RE: Brilliant news1 Aug 2024 00:31
Thank you Woody .
CYP2C19 testing is expected to significantly impact patient outcomes in the NHS, particularly for stroke patients:
1. It will enable personalized antiplatelet therapy selection, allowing clinicians to prescribe more effective medications for patients with CYP2C19 loss-of-function variants who may not respond well to clopidogrel.
2. The rapid point-of-care testing (results in about an hour) will allow for timely treatment decisions, crucial in acute stroke care.
3. It may reduce the risk of secondary strokes and hospital readmissions. A cost-effectiveness analysis showed that using a rapid genetic test could lead to £512 savings per patient compared to no testing.
4. The test could potentially improve patients' quality of life by ensuring they receive the most appropriate antiplatelet therapy.
5. On a larger scale, the implementation of CYP2C19 testing could result in significant cost savings for the NHS, with estimates suggesting a potential value of over £160 million annually.
6. It may help reduce ischemic events in CYP2C19 loss-of-function carriers by guiding the use of alternative P2Y12 inhibitors like ticagrelor or prasugrel, which have shown a significant reduction in ischemic events for these patients.
By enabling more precise and timely treatment decisions, CYP2C19 testing has the potential to improve overall patient care, reduce complications, and optimize resource utilization within the NHS.
Based on the available search results, CYP2C19 point-of-care tests appear to be cost-effective for use in the NHS, particularly for guiding antiplatelet therapy selection in stroke patients. Key findings include:
7.CYP2C19 testing strategies resulted in positive incremental QALYs (quality-adjusted life years) and lower costs compared to no testing in both ischemic stroke and transient ischemic attack populations.
8. A cost-effectiveness analysis found that CYP2C19 testing was £512 less expensive per patient compared to no testing and generated 0.107 additional QALYs. This makes CYP2C19 testing the dominant strategy, being both cheaper and more effective.
9. The testing strategy generated a net health benefit of 0.133 QALYs per patient tested or a net monetary benefit of £2,652 per patient.
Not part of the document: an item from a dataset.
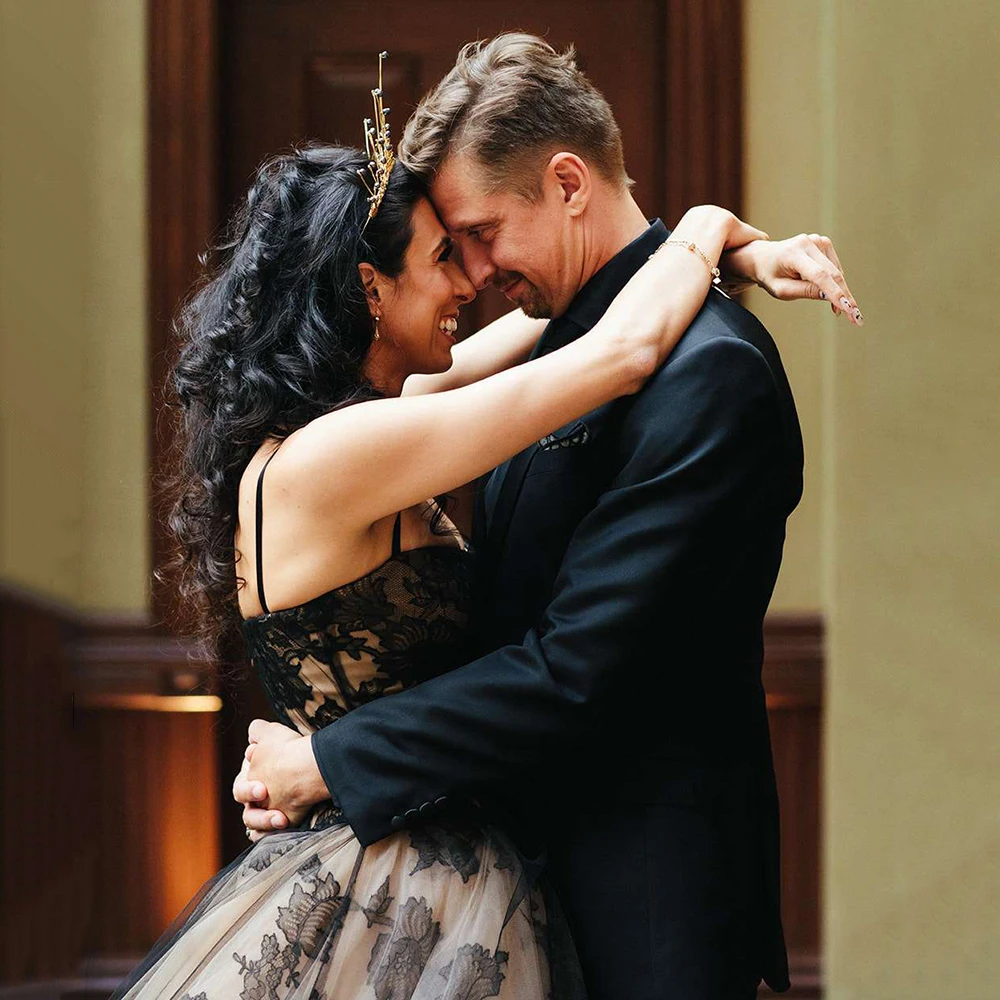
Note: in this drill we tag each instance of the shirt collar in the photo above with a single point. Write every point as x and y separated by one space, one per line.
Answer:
592 301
10. Across an assumed patient population of 60,424, this equates to a total net health benefit of 8,012 QALYs or a total net monetary benefit of £160,244,448.
11. Sensitivity analyses confirmed that CYP2C19 testing is highly likely to be cost-effective and likely to be cost-saving even when accounting for uncertainty in the available evidence.
These findings suggest that implementing CYP2C19 point-of-care tests in the NHS could lead to significant health improvements and cost savings, particularly in the management of stroke patients.